A little more detail would be helpful for providing some insight and there are some general ideas you can use now.

In my experience, companies and departments are very rarely as dysfunctional as your post indicates, and when they are, any manager or director with enough savvy to mark time to music would not dump that load on a person brand new to management.

A few thoughts to address the general nature of your post:

1- The advice Mark and Mike give about looking for the cause of people problems starting at your own desk and expanding in concentric circles outward is extremely helpful. The vast majority of the problems I experience in dealing with people are caused, or at least exacerbated, by my DISC tendencies. Even if you think you are right, modify your behaviors to smooth things over with the group. You won't reach everyone but you will narrow your problem down to a manageable level.

2- If the direction you give your directs backfires every time, as you write, I would suspect confusing or contradictory direction. Most people want to do well. We are programmed to follow a lead and people will rebel against any boss who gives them direction that prevents them from getting things accomplished.

3- If you have not listened to the DISC review podcasts, go get them. If you have listened to them, listen again. Lock yourself in a room and concentrate on the content. Take notes. Take the DISC profile and learn what your tendencies are. Assess each of your directs and figure out what their DISC profiles are and deal with each accordingly.

         3A- Go get the Manager Tools Basics podcasts and digest them completely. Listen to them until you have committed every detail to memory.  Implement the Trinity exactly as recommended. DO NOT GO FASTER! Do not underestimate the power of One on One's and proper feedback. Coach according to the model. Delegation will come later, once the boat is back on course.

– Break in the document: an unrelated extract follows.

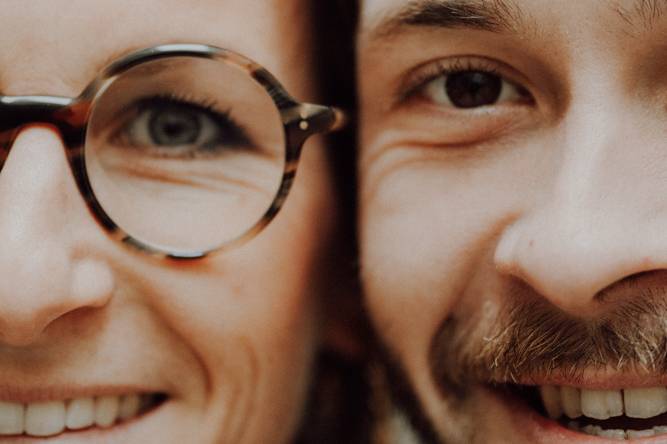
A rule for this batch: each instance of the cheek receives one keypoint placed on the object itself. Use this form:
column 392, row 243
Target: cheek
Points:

4- Having meetings and holding training does not necessarily get the job done. If you have only been a manager for two months, it sounds like you are trying to build Rome in a day. Sit down in a quiet room, grab a notepad and a pencil and make a plan. Go slower to go faster. The more time you allow for things to develop, the stronger they will be and the more effective in the long run. Lay out a timeline that allows plenty of wiggle room for the day-to-day distractions that always appear.

5- Many new managers, myself included when I started, seem to think they have been promoted because they know everything about the area they are managing and must have all the answers. Would that were true. Then again, if it were, Mark and Mike would be out of a job. Don't assume you have or should have the answer to everything immediately. You are not the only one who feels like she or he is lost and everyone else knows exactly what they are doing.

6- Be patient. Your team in getting used to you in your new role and you are getting used to them from your new perspective. Even if they were your peers before you became a manager, wait; especially if they were your peers, this is a new relationship for all of you. Give it time to grow and thrive. You can kill it now by acting too quickly but you cannot make it grow faster than it will. All you can do is nurture the relationships or poison them until you have no chance of recovery.

Being a manager is not the easiest thing you can do, but it can be very rewarding. Not only financially but personally as well. Like anything else worth doing, you have to learn how to do it and practice very hard. There is one person in ten thousand who can be a great manager intuitively and we ain't them. That's why we have Manager Tools. Use the resource and accept the free gift Mark and Mike have provided.

Hope this helps and gives you something to think about.